Depuis la découverte d’un individu qui dépeçait de la viande d’âne dans l’enceinte du technopôle de Pikine, la  question de la sécurité alimentaire agite les sénégalais.

Depuis la découverte d’un individu qui dépeçait de la viande d’âne dans l’enceinte du technopôle de Pikine, la  question de la sécurité alimentaire agite les sénégalais. Suite à cette arrestation, les services de l’élevage ont affirmé que plus de cinquante-cinq (55) tonnes de viande d’âne ont disparu. Cette révélation a fait perdre l’appétit aux sénégalais grands consommateurs, mais voilà une autre qui va sans doute les faire sursauter.

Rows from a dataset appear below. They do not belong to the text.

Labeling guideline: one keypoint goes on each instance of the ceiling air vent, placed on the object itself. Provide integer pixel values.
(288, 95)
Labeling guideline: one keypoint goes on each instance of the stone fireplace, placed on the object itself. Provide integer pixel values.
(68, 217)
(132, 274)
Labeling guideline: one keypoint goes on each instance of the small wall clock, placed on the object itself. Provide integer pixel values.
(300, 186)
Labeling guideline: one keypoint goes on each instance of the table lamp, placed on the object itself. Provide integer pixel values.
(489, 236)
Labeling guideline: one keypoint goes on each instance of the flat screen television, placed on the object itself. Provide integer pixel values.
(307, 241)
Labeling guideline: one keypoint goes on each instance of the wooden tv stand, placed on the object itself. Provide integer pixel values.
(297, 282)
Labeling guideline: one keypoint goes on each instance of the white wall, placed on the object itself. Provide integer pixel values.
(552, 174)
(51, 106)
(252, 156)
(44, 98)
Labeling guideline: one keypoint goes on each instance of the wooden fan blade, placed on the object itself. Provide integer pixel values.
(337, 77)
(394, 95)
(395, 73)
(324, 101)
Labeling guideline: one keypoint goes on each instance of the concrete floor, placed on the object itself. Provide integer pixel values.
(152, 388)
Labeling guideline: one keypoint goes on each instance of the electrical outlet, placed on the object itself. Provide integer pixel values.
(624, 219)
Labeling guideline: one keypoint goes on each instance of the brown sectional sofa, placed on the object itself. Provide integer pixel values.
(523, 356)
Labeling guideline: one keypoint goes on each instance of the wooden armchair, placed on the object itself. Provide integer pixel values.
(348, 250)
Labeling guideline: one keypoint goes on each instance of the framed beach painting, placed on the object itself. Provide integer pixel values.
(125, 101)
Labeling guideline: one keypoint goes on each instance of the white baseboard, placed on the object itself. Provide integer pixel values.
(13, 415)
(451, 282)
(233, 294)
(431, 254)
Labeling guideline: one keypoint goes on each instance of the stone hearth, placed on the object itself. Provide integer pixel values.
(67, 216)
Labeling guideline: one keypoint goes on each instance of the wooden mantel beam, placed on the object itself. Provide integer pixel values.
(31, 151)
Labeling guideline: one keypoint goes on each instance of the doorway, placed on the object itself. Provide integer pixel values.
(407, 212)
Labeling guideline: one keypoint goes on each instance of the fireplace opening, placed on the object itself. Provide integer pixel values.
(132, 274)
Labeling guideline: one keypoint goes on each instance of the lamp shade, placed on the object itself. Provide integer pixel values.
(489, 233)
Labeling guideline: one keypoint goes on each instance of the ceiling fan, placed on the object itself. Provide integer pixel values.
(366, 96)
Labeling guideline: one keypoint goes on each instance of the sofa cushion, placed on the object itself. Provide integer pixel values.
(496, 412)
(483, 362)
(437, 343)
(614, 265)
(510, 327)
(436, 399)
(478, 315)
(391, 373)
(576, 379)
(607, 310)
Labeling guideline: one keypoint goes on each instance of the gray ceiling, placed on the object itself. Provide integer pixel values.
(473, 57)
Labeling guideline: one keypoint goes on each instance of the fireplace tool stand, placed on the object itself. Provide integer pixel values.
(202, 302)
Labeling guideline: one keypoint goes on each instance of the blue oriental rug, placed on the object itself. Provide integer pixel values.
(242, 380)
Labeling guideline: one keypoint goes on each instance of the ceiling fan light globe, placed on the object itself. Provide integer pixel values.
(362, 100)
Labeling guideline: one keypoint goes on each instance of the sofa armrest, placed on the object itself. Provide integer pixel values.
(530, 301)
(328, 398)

Le président de l’association nationale des professionnels de la viande et du bétail déclare qu’en 2015, ils ont enregistré deux cent quarante (240) tonnes de viande d’ânes.  Inquiet, il signale que cette quantité de viande d’âne est problématique parce que dans les installations de la Société de Gestion des Abattoirs du Sénégal (SOGAS), seuls dix(10) ânes sont abattus  par jour, et cette viande est destinée à la consommation des animaux qui sont dans les parcs nationaux. Ainsi, ils interpellent l’Etat à se pencher sur la circulation de la viande d’âne.

Cette situation n’est pas sans contrainte, au-delà de la question de la sécurité alimentaire, la commercialisation de cette viande déjà bannie par les sénégalais a des répercussions économiques car les bouchers constatent la régression de leur chiffre d’affaire depuis la parution de ce phénomène.